The nurse and a dietitian are instructing the client on a low-sodium diet needed to lower the blood pressure. Which question is most important for the nurse to ask?
- A. Who eats meals with you?
- B. How do you prepare your food?
- C. Do you eat three meals per day?
- D. Do you snack in the evening?
Correct Answer: B
Rationale: Asking the client how food is prepared gives the nurse and dietitian the ability to judge the sodium content. Typically, canned or prepared food and food from a restaurant will have elevated sodium levels. Sodium content in food prepared from fresh ingredients is usually minimal. Asking about whom the client eats with or the client's eating patterns are not as helpful in determining sodium content.
Which of the following client scenarios would be correct for the nurse to identify as a client with secondary hypertension?
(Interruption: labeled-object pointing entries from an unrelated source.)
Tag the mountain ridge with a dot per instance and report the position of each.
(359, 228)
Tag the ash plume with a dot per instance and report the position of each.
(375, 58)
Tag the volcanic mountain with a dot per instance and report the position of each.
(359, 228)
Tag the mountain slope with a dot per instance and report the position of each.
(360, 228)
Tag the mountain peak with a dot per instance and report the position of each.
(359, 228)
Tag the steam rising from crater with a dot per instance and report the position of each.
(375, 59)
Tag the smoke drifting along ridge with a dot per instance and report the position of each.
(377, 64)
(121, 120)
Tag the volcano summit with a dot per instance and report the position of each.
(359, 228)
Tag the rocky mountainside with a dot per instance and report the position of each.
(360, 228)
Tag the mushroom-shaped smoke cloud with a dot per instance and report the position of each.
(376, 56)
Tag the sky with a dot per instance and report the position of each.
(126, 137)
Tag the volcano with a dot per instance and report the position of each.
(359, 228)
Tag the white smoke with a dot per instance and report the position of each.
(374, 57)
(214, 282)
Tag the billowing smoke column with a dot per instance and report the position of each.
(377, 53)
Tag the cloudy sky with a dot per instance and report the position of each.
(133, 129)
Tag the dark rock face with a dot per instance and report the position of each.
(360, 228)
- A. A client experiencing depression
- B. A client diagnosed with kidney disease
- C. A client of advanced age
- D. A client with excessive alcohol intake
Correct Answer: B
Rationale: Secondary hypertension is an elevated blood pressure that results from or is secondary to some other disorder such as kidney disease, a tumor of the adrenal medulla, or atherosclerosis. Depression alone is typically not associated with hypertension. Advanced age and alcohol intake are considered factors for essential hypertension.
Which of the following is the nurse most correct to recognize as a direct effect of client hypertension?
- A. Renal dysfunction resulting from atherosclerosis
- B. Anemia resulting from bone marrow suppression
- C. Hyperglycemia resulting from insulin receptor resistance
- D. Emphysema related to poor gas exchange
Correct Answer: A
Rationale: The nurse is most correct to realize high blood pressure damages the arterial vascular system and accelerates atherosclerosis. The effect of the atherosclerosis impairs circulation to the kidney, resulting in renal failure. Neither anemia, hyperglycemia, nor emphysema occurs as a direct effect of hypertension.
The nurse is caring for a client with accelerated hypertension. Which body system would the nurse assess to identify early signs of blood pressure progression?
- A. Eyes
- B. Kidney
- C. Heart
- D. Musculoskeletal system
Correct Answer: A
Rationale: Accelerated hypertension is defined as a markedly elevated blood pressure with symptoms of hemorrhages and exudates in the eyes. If the hypertension is untreated, accelerated hypertension progresses to malignant hypertension with symptoms of papilledema. Long-standing hypertension can produce changes in the kidney, heart, and musculoskeletal system.